Я понимаю, что подобное предложение ей не слишком нравится, но мысль о том, что сейчас придется возвращаться в сырую комнатушку, которую она снимает с тремя подружками, оказывается еще отвратительней. Мы ловим такси, и едем ко мне домой. Ольга сжалась внутри своего дешевенького черного пальто, и мы всю дорогу молчим, стараясь не касаться друг друга.
Очутившись в квартире, она передвигается медленно и очень осторожно, словно ее до сих пор мучает боль. Перед сном Ольга уходит в ванную и очень долго не возвращается оттуда. Когда она ложится и засыпает, я заглядываю в комнату, чтобы убедиться, что с ней все в порядке. Ее лицо почти такое же бледное, как наволочка на подушке.

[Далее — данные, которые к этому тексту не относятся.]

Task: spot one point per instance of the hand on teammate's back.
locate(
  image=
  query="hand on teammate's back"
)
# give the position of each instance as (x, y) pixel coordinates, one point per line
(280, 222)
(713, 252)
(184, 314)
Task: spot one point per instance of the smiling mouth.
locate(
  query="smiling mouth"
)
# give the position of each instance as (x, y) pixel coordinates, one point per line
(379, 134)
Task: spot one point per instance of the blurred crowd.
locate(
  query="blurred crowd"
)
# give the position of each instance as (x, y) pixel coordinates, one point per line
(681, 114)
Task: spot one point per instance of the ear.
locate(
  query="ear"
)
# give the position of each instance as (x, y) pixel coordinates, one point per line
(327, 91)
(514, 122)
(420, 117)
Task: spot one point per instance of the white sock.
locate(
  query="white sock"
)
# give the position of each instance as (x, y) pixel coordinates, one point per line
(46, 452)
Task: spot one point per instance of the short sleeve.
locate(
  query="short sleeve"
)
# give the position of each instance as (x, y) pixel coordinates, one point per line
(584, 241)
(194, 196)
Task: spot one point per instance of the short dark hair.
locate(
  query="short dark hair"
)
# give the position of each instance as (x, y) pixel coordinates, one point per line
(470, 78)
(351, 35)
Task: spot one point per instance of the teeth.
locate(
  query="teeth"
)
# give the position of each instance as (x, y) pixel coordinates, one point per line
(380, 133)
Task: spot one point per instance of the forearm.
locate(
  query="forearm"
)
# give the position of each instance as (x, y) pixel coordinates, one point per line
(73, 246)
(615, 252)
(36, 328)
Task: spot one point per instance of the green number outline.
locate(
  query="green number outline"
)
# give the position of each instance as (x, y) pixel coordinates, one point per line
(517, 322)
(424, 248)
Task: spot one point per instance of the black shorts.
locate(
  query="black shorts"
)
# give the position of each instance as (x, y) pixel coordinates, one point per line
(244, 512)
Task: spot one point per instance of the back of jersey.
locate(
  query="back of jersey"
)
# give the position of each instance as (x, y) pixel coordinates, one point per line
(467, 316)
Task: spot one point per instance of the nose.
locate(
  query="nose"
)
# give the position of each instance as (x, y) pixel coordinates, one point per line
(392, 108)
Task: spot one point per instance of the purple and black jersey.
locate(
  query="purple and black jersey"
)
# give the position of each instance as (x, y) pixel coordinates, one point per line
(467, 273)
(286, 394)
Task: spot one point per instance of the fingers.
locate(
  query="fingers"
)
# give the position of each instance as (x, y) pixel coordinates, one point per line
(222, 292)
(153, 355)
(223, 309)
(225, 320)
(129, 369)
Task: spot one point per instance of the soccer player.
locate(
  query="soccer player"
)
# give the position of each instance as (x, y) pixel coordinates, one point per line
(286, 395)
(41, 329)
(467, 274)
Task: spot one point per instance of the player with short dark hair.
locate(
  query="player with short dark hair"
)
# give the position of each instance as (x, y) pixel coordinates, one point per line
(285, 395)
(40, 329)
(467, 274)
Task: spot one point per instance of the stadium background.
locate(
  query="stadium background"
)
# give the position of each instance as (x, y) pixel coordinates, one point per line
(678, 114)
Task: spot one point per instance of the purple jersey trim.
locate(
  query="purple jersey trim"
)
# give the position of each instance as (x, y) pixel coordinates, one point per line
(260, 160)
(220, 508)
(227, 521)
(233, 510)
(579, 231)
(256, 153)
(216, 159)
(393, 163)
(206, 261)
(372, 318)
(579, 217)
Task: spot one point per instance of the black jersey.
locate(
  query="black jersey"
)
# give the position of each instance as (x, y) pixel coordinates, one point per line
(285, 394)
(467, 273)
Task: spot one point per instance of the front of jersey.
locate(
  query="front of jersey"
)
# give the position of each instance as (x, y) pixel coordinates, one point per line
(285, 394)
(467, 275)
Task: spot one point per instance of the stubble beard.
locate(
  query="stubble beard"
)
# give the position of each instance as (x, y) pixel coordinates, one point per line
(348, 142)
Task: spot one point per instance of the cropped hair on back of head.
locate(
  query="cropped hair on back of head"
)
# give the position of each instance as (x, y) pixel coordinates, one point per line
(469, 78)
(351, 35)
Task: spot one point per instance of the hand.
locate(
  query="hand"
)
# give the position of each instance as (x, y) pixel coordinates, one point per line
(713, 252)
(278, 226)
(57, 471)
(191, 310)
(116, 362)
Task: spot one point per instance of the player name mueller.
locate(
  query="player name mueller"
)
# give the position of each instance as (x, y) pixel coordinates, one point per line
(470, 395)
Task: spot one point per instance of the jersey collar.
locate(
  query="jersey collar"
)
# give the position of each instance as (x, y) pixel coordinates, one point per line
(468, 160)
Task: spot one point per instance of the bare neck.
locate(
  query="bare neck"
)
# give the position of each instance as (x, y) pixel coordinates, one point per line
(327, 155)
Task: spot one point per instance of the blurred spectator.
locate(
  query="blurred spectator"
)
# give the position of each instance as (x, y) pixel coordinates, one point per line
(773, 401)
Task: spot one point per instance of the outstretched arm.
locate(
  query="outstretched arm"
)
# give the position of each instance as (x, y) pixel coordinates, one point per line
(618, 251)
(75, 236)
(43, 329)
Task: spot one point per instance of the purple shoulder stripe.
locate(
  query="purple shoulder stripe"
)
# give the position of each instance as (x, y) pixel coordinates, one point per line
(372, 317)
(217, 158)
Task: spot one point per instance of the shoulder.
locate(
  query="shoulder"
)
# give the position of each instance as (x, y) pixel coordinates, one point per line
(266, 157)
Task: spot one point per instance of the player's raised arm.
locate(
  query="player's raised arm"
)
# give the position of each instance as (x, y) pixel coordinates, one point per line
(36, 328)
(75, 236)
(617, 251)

Потом Ольга просыпается и спрашивает разрешения позвонить. Я отвечаю, что, мол, конечно, пусть звонит, куда хочет, для этого не нужно спрашивать моего разрешения. Она долго по-русски говорит с кем-то по телефону. Похоже, со своим бойфрендом. Оттого что девушка начинает всхлипывать, русский язык кажется мне еще более жестким и даже каким-то бессердечным.
Я не могу даже предположить, что она ему рассказывает. Разговор заканчивается, и Ольга вежливо благодарит меня за то, что я позволил ей позвонить домой. Как будто мы чужие друг другу люди и даже не знакомы, словно просто очутились за одним столом в гостях и я только что передал ей солонку. После этого она, шаркая ногами, снова отправляется спать.
Зимний день быстро заканчивается, и в мою квартиру заползает темнота. Но я даже не включаю свет. Я в полном одиночестве сижу в гостиной, закрыв лицо руками, а Ольга спит на моей кровати, изредка что-то бормоча во сне и даже выкрикивая. Может быть, это чье-то имя. Я сижу и думаю о том, как сильно мы с Роуз хотели ребенка. Это было бы самым лучшим, что только могло произойти с нами в этом мире. Это стало бы ценнейшим даром, причем для нас обоих. Для моей жены и для меня. Как же мы старались, чтобы наше желание исполнилось!
Мы начали свои попытки сразу же, с первого дня после свадьбы. У нее все необходимое «оборудование» находилось рядом с кроватью. На тумбочке лежал бело-розовый футляр с термометром, чтобы измерять температуру сразу после пробуждения. Тут же лежала «волшебная» палочка, которую она забирала с собой в ванную и с ее помощью проверяла начало овуляции. Так мы определяли, когда лучше всего возобновить попытки. Все данные строго заносились в дневник.